El vacío es enorme. Ya lo había expresado el poeta cantor Alberto Cortés al referirse a la pérdida de un amigo, algo que no podremos remediar quienes tanto te amamos y aplaudimos, porque en lo adelante, querida Josefina Méndez, Yuyi nuestra, no estarás físicamente entre nosotros.
Y el dolor se hace más profundo, porque sabemos que hay ausencias irreparables, terribles. Quizá vengan otros que aprieten con calor nuestras manos; y no nos falte la maître atentísima incapaz de negarse a dar, ni la voz que censure con bondad lo imperfecto. Seguramente también sobrarán las que amen a la Patria y se entreguen toda a ella, como tú, Josefina. Pero el arte..., un ARTE así en mayúsculas, como el tuyo, es un don que sonríe a muy pocos. Con él me atrapaste para siempre una noche en el Gran Teatro de La Habana, cuando fuiste Dionaea, y te convertiste en una planta carnívora e insaciable, pero irresistible.

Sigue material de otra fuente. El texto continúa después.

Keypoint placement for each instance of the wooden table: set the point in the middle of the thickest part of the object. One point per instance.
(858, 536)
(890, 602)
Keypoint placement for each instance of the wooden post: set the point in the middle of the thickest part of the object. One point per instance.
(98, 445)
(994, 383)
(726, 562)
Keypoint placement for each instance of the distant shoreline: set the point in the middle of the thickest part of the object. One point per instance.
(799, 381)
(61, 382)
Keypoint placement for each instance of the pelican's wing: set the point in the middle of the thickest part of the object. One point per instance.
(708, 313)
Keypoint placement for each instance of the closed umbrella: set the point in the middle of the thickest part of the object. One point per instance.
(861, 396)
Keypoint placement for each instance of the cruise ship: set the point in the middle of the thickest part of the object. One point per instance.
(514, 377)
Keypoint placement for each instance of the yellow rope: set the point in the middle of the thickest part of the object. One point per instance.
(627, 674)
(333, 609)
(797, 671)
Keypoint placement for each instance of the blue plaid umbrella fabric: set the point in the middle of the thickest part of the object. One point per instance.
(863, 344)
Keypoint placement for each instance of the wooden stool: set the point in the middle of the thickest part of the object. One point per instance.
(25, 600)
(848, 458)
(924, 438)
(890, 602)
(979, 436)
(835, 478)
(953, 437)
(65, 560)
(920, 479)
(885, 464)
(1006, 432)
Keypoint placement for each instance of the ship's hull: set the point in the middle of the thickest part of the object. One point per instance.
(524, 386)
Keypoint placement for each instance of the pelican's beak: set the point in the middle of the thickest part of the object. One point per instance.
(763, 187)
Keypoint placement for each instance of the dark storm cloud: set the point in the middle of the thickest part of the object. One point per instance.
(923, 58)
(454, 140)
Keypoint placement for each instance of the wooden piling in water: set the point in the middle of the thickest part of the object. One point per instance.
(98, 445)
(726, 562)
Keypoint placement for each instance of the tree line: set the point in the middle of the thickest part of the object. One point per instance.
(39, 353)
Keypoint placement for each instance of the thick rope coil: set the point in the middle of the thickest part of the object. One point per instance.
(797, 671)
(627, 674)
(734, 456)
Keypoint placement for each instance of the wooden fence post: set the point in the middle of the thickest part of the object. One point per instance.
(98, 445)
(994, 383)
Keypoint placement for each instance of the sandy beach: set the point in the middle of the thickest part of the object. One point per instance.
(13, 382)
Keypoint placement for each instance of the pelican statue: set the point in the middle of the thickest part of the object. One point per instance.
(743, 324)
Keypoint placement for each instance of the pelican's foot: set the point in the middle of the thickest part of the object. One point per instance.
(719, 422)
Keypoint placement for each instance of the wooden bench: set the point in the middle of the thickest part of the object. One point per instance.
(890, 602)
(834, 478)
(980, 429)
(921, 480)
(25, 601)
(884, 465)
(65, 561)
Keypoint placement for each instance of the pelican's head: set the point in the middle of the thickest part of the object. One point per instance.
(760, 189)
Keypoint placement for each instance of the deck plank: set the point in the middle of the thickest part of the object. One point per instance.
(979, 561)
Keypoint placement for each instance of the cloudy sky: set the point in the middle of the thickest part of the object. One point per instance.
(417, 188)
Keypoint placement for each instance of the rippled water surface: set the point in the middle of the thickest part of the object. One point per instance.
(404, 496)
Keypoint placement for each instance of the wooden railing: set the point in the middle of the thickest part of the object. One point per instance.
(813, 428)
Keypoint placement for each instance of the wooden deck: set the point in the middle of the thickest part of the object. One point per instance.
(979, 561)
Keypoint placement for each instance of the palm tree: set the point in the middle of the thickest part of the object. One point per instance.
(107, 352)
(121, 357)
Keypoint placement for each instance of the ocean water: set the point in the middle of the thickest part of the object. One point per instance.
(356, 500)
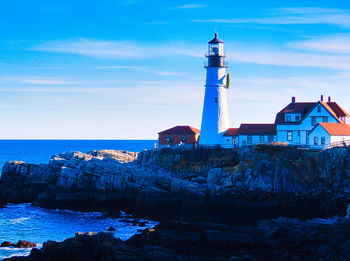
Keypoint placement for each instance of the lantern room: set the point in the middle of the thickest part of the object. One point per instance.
(215, 53)
(216, 47)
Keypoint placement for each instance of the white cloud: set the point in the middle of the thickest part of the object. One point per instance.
(290, 58)
(188, 6)
(35, 80)
(333, 44)
(134, 67)
(118, 49)
(301, 15)
(163, 73)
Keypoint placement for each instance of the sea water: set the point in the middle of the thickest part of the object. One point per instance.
(35, 224)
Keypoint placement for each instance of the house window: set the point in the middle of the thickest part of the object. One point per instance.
(249, 139)
(313, 121)
(261, 138)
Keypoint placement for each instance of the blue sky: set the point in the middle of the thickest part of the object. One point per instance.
(129, 69)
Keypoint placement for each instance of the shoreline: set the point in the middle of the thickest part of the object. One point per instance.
(225, 199)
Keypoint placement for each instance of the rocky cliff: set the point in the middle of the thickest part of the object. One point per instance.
(181, 180)
(254, 203)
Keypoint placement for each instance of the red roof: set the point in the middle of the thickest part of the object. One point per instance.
(231, 132)
(179, 130)
(257, 129)
(336, 129)
(304, 108)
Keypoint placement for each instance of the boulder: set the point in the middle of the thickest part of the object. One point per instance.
(7, 244)
(25, 244)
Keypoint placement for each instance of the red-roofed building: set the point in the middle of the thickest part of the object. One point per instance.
(326, 133)
(250, 134)
(295, 122)
(179, 135)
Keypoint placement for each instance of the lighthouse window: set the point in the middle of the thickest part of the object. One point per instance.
(249, 139)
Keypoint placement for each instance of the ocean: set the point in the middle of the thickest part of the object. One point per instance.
(40, 151)
(25, 222)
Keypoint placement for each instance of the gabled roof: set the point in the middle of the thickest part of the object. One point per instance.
(216, 39)
(335, 129)
(181, 130)
(231, 132)
(304, 108)
(257, 129)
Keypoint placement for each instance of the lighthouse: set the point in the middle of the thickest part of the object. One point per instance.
(215, 120)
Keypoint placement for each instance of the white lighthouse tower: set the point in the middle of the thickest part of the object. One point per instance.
(215, 120)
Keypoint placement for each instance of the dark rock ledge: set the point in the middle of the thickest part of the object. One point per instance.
(276, 239)
(254, 203)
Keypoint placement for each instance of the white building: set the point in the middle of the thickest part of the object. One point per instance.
(295, 122)
(313, 124)
(250, 134)
(324, 134)
(215, 120)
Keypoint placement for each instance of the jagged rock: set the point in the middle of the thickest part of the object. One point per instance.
(25, 244)
(7, 244)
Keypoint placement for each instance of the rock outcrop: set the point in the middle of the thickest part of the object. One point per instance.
(276, 239)
(177, 181)
(253, 203)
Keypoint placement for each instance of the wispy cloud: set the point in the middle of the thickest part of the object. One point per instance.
(35, 80)
(118, 49)
(134, 67)
(337, 17)
(188, 6)
(163, 73)
(290, 58)
(156, 22)
(332, 43)
(146, 69)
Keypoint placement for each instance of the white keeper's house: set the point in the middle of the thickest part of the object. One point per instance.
(308, 124)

Lo recuerdo bien. Fue en la García Lorca, la misma sala que este sábado te recibió para el último adiós, donde de pronto apareciste y se unieron el Sol y la Luna, donde te aplaudí hasta el delirio, donde le diste a mi vida una dimensión otra. Y ahora estabas allí, rodeada de rosas, lirios, margaritas...; las flores de tus amigos, tus alumnos, tus bailarines, de Alicia, de Fidel. Y la Camerata Vocale Sine Nomine cantó para ti, y la Camerata Romeu te regaló La Bella Cubana, de José White...

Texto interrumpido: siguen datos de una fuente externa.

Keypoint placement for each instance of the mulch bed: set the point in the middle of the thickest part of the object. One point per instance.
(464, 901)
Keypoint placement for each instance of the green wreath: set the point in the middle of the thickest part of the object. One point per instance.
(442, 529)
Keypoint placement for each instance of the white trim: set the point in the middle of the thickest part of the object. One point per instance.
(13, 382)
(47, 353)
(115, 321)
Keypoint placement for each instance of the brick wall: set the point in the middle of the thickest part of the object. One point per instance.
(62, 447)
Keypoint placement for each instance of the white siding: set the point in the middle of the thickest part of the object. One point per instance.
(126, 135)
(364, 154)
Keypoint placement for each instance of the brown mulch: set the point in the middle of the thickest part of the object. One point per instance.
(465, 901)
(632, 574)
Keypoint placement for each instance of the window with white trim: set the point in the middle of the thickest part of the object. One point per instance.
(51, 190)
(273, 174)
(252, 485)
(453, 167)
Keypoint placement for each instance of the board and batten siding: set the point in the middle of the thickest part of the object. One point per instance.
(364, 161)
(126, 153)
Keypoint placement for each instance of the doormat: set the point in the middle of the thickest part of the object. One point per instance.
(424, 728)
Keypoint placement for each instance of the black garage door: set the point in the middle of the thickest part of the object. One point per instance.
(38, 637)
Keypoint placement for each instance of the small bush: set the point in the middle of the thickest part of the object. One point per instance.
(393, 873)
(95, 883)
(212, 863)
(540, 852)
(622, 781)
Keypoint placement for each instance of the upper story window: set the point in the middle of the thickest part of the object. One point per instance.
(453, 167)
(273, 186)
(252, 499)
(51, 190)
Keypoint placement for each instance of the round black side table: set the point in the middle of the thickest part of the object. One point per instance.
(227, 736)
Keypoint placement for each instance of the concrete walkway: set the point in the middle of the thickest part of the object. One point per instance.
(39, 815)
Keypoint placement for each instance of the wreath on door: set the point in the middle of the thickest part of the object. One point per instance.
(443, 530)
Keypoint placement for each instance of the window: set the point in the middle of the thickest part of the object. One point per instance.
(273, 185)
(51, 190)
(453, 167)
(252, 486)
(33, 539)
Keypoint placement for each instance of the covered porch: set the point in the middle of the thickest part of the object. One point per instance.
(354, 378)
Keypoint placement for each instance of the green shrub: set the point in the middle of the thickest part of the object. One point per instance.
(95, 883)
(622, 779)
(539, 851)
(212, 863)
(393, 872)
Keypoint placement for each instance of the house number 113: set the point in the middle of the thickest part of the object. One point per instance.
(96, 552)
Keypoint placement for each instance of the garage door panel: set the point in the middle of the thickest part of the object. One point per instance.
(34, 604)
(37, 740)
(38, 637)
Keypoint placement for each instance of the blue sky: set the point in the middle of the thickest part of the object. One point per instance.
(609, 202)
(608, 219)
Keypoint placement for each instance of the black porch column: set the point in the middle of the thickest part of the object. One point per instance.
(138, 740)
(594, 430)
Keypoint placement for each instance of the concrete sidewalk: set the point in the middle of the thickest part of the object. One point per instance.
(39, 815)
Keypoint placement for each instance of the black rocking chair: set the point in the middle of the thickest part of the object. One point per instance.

Entonces te vi con tu gusto sin par y natural elegancia. Estabas vestida de blanco y la sala ya no estaba vacía. Eras Giselle lista para comenzar la ceremonia en que accederías al grupo de las Wilis. Flotabas. Te desplazaste etérea hacia el centro del escenario. Era el momento de la iniciación. Y giraste y giraste, y volaste..., y te nos fuiste, cuando todos nos resistíamos a permitirte que nos abandonaras.